この平原はどう見たって、役に立つ代物じゃねえ。野うさぎもいなけりゃ鳥もいねえ。何もありゃしねえんだ。

 「牛の皮のように」乾いた実りのない土地は、それでも「おれたち」のもらった土地。

 

「殺さねえでくれ」¡Diles Que No Me Maten!

 何十年も前に犯した殺人の復讐を受け殺されようとする老人。いつまでもぐるぐると回り続けるようなこの不幸の連鎖は、息子が終わらせたのだなと思うとともに彼の抱えるやるせなさも感じる。

  

「ルビーナ」Luvina

 ぼろぼろに風化した石、谷底から吹き上がってくる風、乾ききってひび割れた地面。誰も住んでいないようなのに、誰かの声がする。ルビーナはそんな村である。

 読んでいるだけで乾いた土の匂いがしてくるような、まさに『ペドロ・パラモ』の息吹を感じるような物語。

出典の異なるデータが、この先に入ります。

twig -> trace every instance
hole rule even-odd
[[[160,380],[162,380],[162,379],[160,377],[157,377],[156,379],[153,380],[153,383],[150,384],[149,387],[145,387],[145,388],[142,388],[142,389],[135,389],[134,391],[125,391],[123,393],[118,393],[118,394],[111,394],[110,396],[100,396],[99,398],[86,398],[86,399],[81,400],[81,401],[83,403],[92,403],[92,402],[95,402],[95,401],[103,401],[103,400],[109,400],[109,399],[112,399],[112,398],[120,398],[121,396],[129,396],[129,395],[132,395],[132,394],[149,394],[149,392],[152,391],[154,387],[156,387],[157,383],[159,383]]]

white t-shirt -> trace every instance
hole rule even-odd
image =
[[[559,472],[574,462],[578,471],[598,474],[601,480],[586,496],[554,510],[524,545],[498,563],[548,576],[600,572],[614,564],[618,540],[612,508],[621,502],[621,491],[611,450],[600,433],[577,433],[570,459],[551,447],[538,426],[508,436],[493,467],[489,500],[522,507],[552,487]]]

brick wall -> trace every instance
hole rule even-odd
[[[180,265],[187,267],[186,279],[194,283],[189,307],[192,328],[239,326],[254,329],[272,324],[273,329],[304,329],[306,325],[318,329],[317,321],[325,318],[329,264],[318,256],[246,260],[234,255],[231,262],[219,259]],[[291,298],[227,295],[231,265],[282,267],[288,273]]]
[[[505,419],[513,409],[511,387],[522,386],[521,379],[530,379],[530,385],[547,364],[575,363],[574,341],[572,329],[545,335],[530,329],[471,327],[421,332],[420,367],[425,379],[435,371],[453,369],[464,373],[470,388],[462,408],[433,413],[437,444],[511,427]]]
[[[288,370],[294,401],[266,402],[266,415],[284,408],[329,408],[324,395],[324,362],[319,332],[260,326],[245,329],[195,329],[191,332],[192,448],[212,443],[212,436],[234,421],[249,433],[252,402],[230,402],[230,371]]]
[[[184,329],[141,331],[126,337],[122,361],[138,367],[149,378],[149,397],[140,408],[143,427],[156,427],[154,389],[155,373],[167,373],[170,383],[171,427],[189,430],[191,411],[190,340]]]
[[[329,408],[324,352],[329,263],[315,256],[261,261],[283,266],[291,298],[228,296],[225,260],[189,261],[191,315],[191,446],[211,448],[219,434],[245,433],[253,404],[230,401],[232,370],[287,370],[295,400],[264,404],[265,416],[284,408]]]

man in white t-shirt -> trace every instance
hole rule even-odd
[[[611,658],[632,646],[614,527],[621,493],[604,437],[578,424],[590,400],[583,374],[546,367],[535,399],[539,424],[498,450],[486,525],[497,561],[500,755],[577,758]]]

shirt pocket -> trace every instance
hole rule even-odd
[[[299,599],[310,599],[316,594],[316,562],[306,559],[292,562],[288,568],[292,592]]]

 男たちが喋っている酒場の近くの川の水の音や子供達の歓声が、ルビーナの描写とは対照的。

 

「犬の声は聞こえんか」¿No Oyes Ladrar los Perros?

 「殺さねえでくれ」や「覚えてねえか」と同じく、語りかけるようなタイトルがいい。

 太陽のように眩しい月明かりの下を、負傷した息子を背負って歩く年老いた父親。だんだんと元気がなくなり返事もしなくなる息子を相手に、滔々と彼や今は亡き妻についての思いを語る父親。「何も見えねえか」、「犬の声は聞こえんか」。町にたどり着くとともに視覚的にも聴覚的にもパッと世界が広がるようで、それとは反対に喪失の悲しみを味わうことになる父親が急に小さく儚く感じられる。

 

「マティルデ・アルカンヘルの息子」La Herencia de Matilde Arcángel

 息子を「妻の命を奪った悪魔」として憎み嫌う父親は『嵐が丘』のヒースクリフを彷彿とさせる。「この作品を読んだ年は他のどの作品を読んでも物足りなく感じた」とガルシア=マルケスに言わしめた逸品で、父と子の憎しみの連鎖や繰り返される生と死はガルシア=マルケスに多大なインスピレーションを与えたのだろうなと感じる。

 

「アナクレト・モローネス」Anacleto Morones

 一列に並んでやってくる黒ずくめのおばあさんたち。女性たちを誘惑しとりこにした教祖。ちょっとシェイクスピアのような雰囲気もあり、まるで映画のよう。オペラ化もされていると読んで納得。

 

 ルルフォが残した小説は上記2作だけだが、彼が作った映画用プロット"El gallo de oro(黄金の軍鶏)"(ルルフォ原案、フエンテスとガルシア=マルケスが脚本を担当した映画の脚本)はAmazonで入手可能。ルルフォ熱に浮かされて、ぽちってしまいました。